GlaxoSmithKline CEO's Pay Cut by 46% as Profits Decline

GlaxoSmithKline (GSK) CEO's Pay Cut by 46% as Profits Decline
February 27, 2015
By Riley McDermid, BioSpace.com Breaking News Sr. Editor

The chief executive officer of GlaxoSmithKline is facing intense scrutiny Friday, after the company said it would slash CEO Andrew Witty’s pay 46 percent as the firm’s profits continued to nosedive and shares have continued a skid that lost 8 percent over the last year.

As part of the new compensation structure, Witty’s annual bonus was halved 51 percent to $1.41 million, though his salary enjoyed a boost of 2.6 percent to $1.68 million.

:You could read it as a message from the board that he’s under-performing,” Nicholas Turner, an analyst with Mirabaud Securities in London, told Bloomberg. “The buck stops with Witty.”

Indeed, Witty has been rushing to reassure the market that the massive hemorrhaging of value Glaxo has experienced also stops with him, scrambling in December reassure investors its dividend is secure despite cutting its profit forecast and increasing concern from analysts.

In a conference call Dec. 19, Witty told analysts worried about the dividend that they can expect the company to ante up its share. The firm said it will splash out 80 pence, or $ 1.25, per share for 2014.

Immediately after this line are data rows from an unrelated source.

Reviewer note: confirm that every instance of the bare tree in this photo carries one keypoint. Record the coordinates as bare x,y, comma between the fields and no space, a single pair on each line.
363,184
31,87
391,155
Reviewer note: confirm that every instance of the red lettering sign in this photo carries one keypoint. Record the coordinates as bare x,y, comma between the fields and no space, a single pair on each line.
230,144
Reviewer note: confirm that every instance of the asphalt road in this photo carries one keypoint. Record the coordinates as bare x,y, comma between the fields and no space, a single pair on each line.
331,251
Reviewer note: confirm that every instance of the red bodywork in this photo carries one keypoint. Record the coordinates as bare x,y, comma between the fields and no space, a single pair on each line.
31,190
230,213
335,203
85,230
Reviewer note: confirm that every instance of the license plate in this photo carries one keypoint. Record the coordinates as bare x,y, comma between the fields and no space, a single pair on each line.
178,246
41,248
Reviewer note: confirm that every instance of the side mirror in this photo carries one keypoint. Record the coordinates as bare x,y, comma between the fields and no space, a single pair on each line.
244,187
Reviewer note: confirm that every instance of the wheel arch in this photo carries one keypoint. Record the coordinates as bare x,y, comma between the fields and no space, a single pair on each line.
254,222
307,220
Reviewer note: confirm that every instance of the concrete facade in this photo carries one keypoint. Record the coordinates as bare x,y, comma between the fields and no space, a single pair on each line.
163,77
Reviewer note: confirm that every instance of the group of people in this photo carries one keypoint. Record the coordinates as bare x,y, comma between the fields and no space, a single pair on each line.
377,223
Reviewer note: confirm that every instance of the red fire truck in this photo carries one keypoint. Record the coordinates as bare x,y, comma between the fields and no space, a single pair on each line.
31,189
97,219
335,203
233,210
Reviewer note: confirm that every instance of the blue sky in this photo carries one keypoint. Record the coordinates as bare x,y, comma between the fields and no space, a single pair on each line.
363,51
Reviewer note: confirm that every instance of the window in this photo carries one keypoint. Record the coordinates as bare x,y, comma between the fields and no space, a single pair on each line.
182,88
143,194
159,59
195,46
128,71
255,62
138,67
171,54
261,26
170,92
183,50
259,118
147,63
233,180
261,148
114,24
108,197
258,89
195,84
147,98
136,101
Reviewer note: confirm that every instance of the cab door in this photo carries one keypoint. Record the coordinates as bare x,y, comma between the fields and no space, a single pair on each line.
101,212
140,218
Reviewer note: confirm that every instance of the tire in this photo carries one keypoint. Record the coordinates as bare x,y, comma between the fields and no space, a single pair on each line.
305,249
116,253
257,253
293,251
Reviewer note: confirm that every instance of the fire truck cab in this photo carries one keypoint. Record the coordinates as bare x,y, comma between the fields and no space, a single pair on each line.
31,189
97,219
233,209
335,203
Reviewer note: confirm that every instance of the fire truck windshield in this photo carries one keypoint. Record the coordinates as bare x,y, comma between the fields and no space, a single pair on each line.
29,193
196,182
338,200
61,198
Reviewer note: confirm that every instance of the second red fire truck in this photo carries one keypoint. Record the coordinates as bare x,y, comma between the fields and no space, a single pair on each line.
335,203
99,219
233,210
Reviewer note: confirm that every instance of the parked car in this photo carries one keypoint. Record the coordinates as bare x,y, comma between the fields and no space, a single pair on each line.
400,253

“I don’t think people should be concerned about that,” Witty said in a call after a shareholder meeting discussing new deals the company is doing with Novartis AG .

Witty also reassured analysts that shareholders will get an additional 4 billion pounds when the deals with Novartis close.

Pending regulatory approval, both in the U.S. and in Europe, Glaxo will sell its cancer drug pipeline to the Swiss company for around $16 billion, in exchange for snapping up Novartis’s entire vaccines business for $7.1 billion. The two are also attempting to partner in a joint health venture, the parameters of which have not yet been distinctly defined.

Glaxo has been a ripe target for bearish analysts this year, after slow growth and whittled forecasts had several predicting the company will have to call in its dividend this year. After Glaxo cut its forecast in July, analysts at Liberum Capital Ltdwarned investors that the likelihood of a dividend cut was “increasing dramatically.”

Instead, Glaxo appears poised to pay out a dividend, even at an enormous cost to the company’s bottom line. If it keeps to its initial 80 pence guidance, it will use around 85 percent of its profits to meet dividend calls this year, one of the highest margins in biotech, let alone the wider capital markets.

To stem the tide of losses, GlaxoSmithKline (GSK) has already hired three heavy hitting banks to advise on the spin-off of its HIV unit, ViiV Healthcare, as Big Pharma once again rushes to take advantage of the hottest initial public offering market in a decade,.

Witty said in October that the company would be undergoing a strategic review of ViiV and the next portion of that review appears to be a listing on the London Stock Exchange, sources close to the deal said this week.

Britain’s largest drugmaker may have hired Morgan Stanley, Goldman Sachs and Citi as financial advisers on the potential IPO of ViiV, of which GSK owns 80 percent. The rest is parceled up between global drugmakers Shionogi and Pfizer Inc. —all of whom declined to comment on the report Wednesday.

ViiV has 674 employees in 15 nations and is based in West London. Witty said in October that its size and reach put it at around number 40 for the FTSE 100. At the time, Witty appeared to be showcasing the unit’s value, a classic opening gambit in a run at the public market or for showcasing the company to potential suitors.

“This is not a forecast, but this business will make a £1bn profit this year if you simply grossed up the nine months’ year-to-date on a straight line basis. That, I think, tells you straight away what the kind of underpinning profit number of this business might be,” he said. “Obviously, this business is on an accelerating curve, it is an important business going through a very expansionary phase…and obviously we are keen that our shareholders get to be the full beneficiaries of that.”

Analyst have long projected that it will attempted to spin-out ViiV as a way to both please existing shareholders by streamlining its businesses and bring value back into its existing pipeline. ViiV is a good earner for GSK,bringing in billion annually—a leap that analysts have reconfigured to around £1.4 billion in 2013 to £2.5 billion in 2018 after new drug Tivicay saw a blockbuster debut.

Shareholders will likely be nothing but pleased with that news, after a massive bribery scandal in China in 2014 caused Glaxo to write down huge chunks of its earning, causing a 8 percent drop in its stock price over the past year.

Still, GSK has been struggling to regain some of the value currently being enjoyed by its competitors, and is doing so in creative ways: It is almost finished with a $20 billion asset swap with Swiss drugmaker Novartis AG (NVS), which will boost its vaccines and consumer healthcare divisions, and its IPO of ViiV is another potentially lucrative strategy.